Support for TCP Searches

sveseli commented 10 months ago

This PR has been modified from the original (support for direct tcp connections) to include support for tcp searches.

Server side changes:

Servers have ability to respond to tcp searches on the server port

Client side changes:

By default, only udp channel searches are performed as before
Specifying EPICS_PVA_NAME_SERVERS variable will result in tcp search queries to the listed HOST:PORT addresses, in addition to the regular udp search

Here are some examples of how things work. In terminal 1, we run test server using non-default ports:

daq-dss02> EPICS_PVA_SERVER_PORT=11111 EPICS_PVA_BROADCAST_PORT=22222 ./modules/pvAccess/testApp/O.linux-x86_64/testServer
pvAccess Server v7.1.8-SNAPSHOT
Active configuration (w/ defaults)
EPICS_PVAS_INTF_ADDR_LIST = 0.0.0.0:11111
EPICS_PVAS_BEACON_ADDR_LIST = 
EPICS_PVAS_AUTO_BEACON_ADDR_LIST = YES
EPICS_PVAS_BEACON_PERIOD = 15
EPICS_PVAS_BROADCAST_PORT = 22222
EPICS_PVAS_SERVER_PORT = 11111
EPICS_PVAS_PROVIDER_NAMES = local
...

In terminal 2, on a second machine, we run client. If we do not specify anything, client fails to connect:

daq-qss21> pvget testCounter
Timeout
testCounter

If we specify broadcast port, channel connects using udp discovery:

daq-qss21> EPICS_PVA_BROADCAST_PORT=22222 pvget testCounter
testCounter 2024-03-22 14:01:33.332  27 
daq-qss21> EPICS_PVA_BROADCAST_PORT=22222 pvget testCounter
testCounter 2024-03-22 14:01:33.332  27 
daq-qss21> EPICS_PVA_BROADCAST_PORT=22222 pvget -d testCounter
2024-03-22T14:01:41.838 Configured PVA address list: 
2024-03-22T14:01:41.838 Configured server port: 5075
2024-03-22T14:01:41.838 Configured name server address list: 
2024-03-22T14:01:41.838 Configured broadcast port: 22222
...
2024-03-22T14:01:41.839 Server address decoded as 10.6.13.8:11111, transport type is udp
...
2024-03-22T14:01:41.841 Connected to PVA server: 10.6.13.8:11111.
2024-03-22T14:01:41.841 Unregistering search instance: testCounter
testCounter 2024-03-22 14:01:41.333  35 
...

If we specify EPICS_PVA_NAME_SERVERS variable, tcp search will result in channel connection:

daq-qss21> EPICS_PVA_NAME_SERVERS=daq-dss02:11111 pvget testCounter
testCounter 2024-03-22 14:14:16.483  790 
daq-qss21> EPICS_PVA_NAME_SERVERS=daq-dss02:11111 pvget -d testCounter
2024-03-22T14:14:23.016 Configured PVA address list: 
2024-03-22T14:14:23.016 Configured server port: 5075
2024-03-22T14:14:23.016 Configured name server address list: daq-dss02:11111
2024-03-22T14:14:23.016 Configured broadcast port: 5076
2024-03-22T14:14:23.018 Creating datagram socket from: 0.0.0.0:53776.
...
2024-03-22T14:14:23.019 Getting name server transport for address 10.6.13.8:11111
...
2024-03-22T14:14:23.021 Searching for channel: testCounter
2024-03-22T14:14:23.021 Server address decoded as 10.6.13.8:11111, transport type is tcp
...
2024-03-22T14:14:23.021 Connecting to PVA server: 10.6.13.8:11111.
...
testCounter 2024-03-22 14:14:22.485  796 
...

sveseli commented 4 months ago

... Is this PR okay to be merged ...

No. There are several aspects of this proposed design which I do no like. eg. blocking connect() not on a dedicated thread. Pointing these out piecemeal does not seem to be moving us towards a resolution, but I have not found the time to write out an alternate design.

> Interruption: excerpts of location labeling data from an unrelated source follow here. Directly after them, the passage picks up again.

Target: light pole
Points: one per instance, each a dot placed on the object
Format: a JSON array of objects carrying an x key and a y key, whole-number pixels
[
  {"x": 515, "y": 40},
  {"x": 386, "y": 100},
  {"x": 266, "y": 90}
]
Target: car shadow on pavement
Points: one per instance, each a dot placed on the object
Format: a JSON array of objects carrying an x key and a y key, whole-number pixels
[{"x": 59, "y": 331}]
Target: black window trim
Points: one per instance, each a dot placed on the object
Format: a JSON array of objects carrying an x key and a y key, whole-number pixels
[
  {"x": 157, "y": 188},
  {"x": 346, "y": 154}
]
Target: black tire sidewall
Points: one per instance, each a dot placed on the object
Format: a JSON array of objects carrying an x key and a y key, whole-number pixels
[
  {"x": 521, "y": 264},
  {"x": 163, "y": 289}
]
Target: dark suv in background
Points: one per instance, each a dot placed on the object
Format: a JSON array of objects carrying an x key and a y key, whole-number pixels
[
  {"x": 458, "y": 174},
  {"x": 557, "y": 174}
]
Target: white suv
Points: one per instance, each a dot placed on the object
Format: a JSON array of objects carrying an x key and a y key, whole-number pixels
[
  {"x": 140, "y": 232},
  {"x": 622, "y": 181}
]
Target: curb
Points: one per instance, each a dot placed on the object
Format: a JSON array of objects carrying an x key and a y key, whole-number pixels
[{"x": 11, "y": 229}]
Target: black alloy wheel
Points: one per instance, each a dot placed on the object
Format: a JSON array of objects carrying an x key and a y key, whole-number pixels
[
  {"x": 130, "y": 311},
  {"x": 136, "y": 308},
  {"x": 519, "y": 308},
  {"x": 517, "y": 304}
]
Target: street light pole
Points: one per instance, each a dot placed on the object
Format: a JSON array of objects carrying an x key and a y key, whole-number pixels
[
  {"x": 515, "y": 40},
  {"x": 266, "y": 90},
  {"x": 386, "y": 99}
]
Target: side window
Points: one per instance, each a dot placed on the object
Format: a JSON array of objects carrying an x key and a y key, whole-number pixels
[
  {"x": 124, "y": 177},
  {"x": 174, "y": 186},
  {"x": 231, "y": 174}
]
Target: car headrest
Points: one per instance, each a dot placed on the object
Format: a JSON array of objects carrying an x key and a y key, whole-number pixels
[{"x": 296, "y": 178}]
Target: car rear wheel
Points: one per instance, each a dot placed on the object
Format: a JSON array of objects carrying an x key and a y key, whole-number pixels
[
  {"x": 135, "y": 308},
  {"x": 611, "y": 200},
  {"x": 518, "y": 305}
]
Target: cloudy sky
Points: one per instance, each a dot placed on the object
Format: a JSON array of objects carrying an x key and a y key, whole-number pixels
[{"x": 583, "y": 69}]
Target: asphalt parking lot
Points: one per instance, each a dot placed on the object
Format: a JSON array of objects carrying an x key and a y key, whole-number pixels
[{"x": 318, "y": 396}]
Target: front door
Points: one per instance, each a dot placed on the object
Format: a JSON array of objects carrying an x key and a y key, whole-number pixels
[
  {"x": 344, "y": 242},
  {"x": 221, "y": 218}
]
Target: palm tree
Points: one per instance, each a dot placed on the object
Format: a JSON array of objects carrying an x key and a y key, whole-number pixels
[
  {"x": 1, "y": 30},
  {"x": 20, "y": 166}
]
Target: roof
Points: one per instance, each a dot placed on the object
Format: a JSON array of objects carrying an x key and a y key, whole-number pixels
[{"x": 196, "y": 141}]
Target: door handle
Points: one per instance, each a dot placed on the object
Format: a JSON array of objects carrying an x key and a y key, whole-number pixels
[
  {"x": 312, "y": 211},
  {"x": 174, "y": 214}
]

The most recent commits (two months ago) addressed the issue of blocking connect you brought up. The connections are done via a separate set of timers. If there are other issues that need to be resolved, I would be happy to do this.

mdavidsaver commented 4 months ago

The most recent commits (two months ago) addressed the issue of blocking connect you brought up. ...

Then what is going on with this wait(0.1)?

           // Wait to get transport if we do not have it
            m_nsTransportEvent.wait(MAX_NS_TRANSPORT_WAIT_TIME);

As for the rest. I have a limited amount of time which I can spend on EPICS community work, and many projects which ask for my attention. I would have an easier time reviewing your proposed changes if you would say more about what you are trying to achieve, and how you intend to achieve it. Correctly inferring intent from code is both difficult and error prone.

... released as soon as they are no longer needed ...

eg. Do you intend that an idle client will not maintain name server connections? Why not maintain NS connections continually? Are you are making a trade off of resource use vs. (re)connect latency?

eg. Why are connections to name servers treated differently to other PVA server? Do you see this as a "need", a convenience, ...?

sveseli commented 4 months ago

The most recent commits (two months ago) addressed the issue of blocking connect you brought up. ...

Then what is going on with this wait(0.1)?
           // Wait to get transport if we do not have it
            m_nsTransportEvent.wait(MAX_NS_TRANSPORT_WAIT_TIME);

If you look closely, the earlier code had an actual connect() in this thread. Right now a name server connect timer is scheduled that does the actual connect, and notifies corresponding event if connection was established. I used a short wait on this event just to see if connection can be established quickly, which improves search performance greatly when the name server responds, and does not hurt very much if name server does not respond, as we do not have channel connection anyways. I could certainly make sure that this wait happens only when the name server connection timer starts, rather than on every name server search attempt, but I suspect this will have a very little effect in terms of channel timeouts, etc. (see my examples of what happens when trying to connect to channels using non-existent machines).

As for the rest. I have a limited amount of time which I can spend on EPICS community work, and many projects which ask for my attention. I would have an easier time reviewing your proposed changes if you would say more about what you are trying to achieve, and how you intend to achieve it. Correctly inferring intent from code is both difficult and error prone.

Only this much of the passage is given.